Sometimes, it's harder to say things simply and directly. This past Sunday, I preached the same "basic" sermon 3 times, in 3 different settings. Even though the central message stayed the same, I re-wrote it for each service to tailor the style and wording for the audience.

The easiest one to write, and the one I started with, was the most formal and wordiest one, for our traditional worship service. I altered it slightly, to be a little more conversational, for our contemporary worship service - and added a slideshow to go along with the sermon. The most challenging, strangely, was the version that had the most basic theology and vocabulary. It was for the Montagnard-American Alliance church's worship service, a congregation composed of Montagnard refugees from Vietnam, many of whom are fairly recent converts to Christianity. The sentences had to be short, so they could be translated into Jarai as I preached. The images and language had to be easily accessible to a community with different metaphors and experiences than my own.
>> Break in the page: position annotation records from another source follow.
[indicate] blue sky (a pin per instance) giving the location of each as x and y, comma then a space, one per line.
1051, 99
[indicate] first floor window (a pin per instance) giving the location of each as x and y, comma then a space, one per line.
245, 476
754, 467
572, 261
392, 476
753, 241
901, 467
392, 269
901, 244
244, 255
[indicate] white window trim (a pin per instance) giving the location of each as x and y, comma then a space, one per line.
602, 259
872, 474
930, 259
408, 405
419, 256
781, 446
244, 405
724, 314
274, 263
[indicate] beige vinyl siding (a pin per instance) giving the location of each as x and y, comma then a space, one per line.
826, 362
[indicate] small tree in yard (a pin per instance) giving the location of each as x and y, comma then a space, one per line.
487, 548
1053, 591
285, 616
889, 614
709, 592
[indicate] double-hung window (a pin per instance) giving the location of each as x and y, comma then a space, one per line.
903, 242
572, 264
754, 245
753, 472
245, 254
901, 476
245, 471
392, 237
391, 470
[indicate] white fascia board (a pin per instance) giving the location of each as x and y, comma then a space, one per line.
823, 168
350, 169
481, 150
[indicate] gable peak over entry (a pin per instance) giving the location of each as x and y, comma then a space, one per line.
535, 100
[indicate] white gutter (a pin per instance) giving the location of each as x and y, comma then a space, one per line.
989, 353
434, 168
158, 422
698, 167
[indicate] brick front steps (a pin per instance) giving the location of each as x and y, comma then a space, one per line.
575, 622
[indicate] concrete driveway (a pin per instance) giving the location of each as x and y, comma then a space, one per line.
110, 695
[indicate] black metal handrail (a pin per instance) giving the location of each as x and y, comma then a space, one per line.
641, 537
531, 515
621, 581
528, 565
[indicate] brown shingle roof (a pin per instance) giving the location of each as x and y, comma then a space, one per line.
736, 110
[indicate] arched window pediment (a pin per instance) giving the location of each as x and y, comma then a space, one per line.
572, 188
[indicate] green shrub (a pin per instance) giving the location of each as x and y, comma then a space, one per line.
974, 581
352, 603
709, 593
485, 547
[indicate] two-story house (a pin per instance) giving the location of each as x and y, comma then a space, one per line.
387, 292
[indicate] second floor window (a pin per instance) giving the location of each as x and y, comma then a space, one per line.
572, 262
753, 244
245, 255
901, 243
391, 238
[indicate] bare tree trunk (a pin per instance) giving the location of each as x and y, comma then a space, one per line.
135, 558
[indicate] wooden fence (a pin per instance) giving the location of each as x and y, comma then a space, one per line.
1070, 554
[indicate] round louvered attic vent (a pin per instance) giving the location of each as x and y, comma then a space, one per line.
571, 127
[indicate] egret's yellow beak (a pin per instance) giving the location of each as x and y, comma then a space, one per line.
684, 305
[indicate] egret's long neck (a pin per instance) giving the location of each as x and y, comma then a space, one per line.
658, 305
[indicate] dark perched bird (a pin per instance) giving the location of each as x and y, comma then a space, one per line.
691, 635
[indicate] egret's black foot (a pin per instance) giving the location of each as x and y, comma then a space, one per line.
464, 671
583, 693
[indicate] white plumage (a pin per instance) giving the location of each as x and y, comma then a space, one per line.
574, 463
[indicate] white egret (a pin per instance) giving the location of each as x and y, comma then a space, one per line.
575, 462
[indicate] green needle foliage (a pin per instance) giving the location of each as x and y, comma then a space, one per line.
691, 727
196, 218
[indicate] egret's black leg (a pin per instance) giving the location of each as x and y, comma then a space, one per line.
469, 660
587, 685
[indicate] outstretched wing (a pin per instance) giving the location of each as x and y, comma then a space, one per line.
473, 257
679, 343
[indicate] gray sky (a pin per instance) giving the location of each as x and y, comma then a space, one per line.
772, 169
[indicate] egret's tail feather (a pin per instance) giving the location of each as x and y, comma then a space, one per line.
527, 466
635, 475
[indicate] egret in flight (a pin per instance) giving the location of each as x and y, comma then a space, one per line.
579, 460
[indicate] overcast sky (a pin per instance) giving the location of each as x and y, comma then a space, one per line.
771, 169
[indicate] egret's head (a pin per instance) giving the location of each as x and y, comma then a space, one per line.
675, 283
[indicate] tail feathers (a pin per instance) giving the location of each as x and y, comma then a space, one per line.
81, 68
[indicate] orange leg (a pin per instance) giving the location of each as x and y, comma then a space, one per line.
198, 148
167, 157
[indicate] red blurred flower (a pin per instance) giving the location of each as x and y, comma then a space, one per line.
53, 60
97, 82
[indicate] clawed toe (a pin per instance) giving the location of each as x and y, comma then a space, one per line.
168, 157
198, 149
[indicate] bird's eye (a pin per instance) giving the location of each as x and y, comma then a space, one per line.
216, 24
I have always been a slow writer, largely because I choose my words and construct my sentences carefully. The flow is important to me - I search for just the right phrasing and language. I love the right-click thesaurus in Microsoft Word! So, it was a real challenge to let go of the desire to speak poetically and to instead construct brief, concise phrases that explained exactly what Lent is; that said why we often give things up for 6 weeks; that tried to quickly clarify who Satan is and why he'd want to tempt Jesus...to re-read each sentence I had written with new eyes that urged me to explain so many of the ideas that I take for granted because I've grown up with them.

It was such a helpful exercise for me, though, to have to boil down my fancy words to expose the real foundation underneath. To speak the good news in it's most simple, direct form. To figure out what I was really trying to say that would matter to someone who had really confronted evil & violence firsthand and who had truly found new life by starting all over again in a strange country.

The simplest things are often the hardest, but they can also be the most rewarding.

1 comment:

Tyler said...

Dunno 'bout all three sermons, but the 9:02 sermon was fantastic. Your dedication to the perfect sermon is clearly evident - keep them coming!!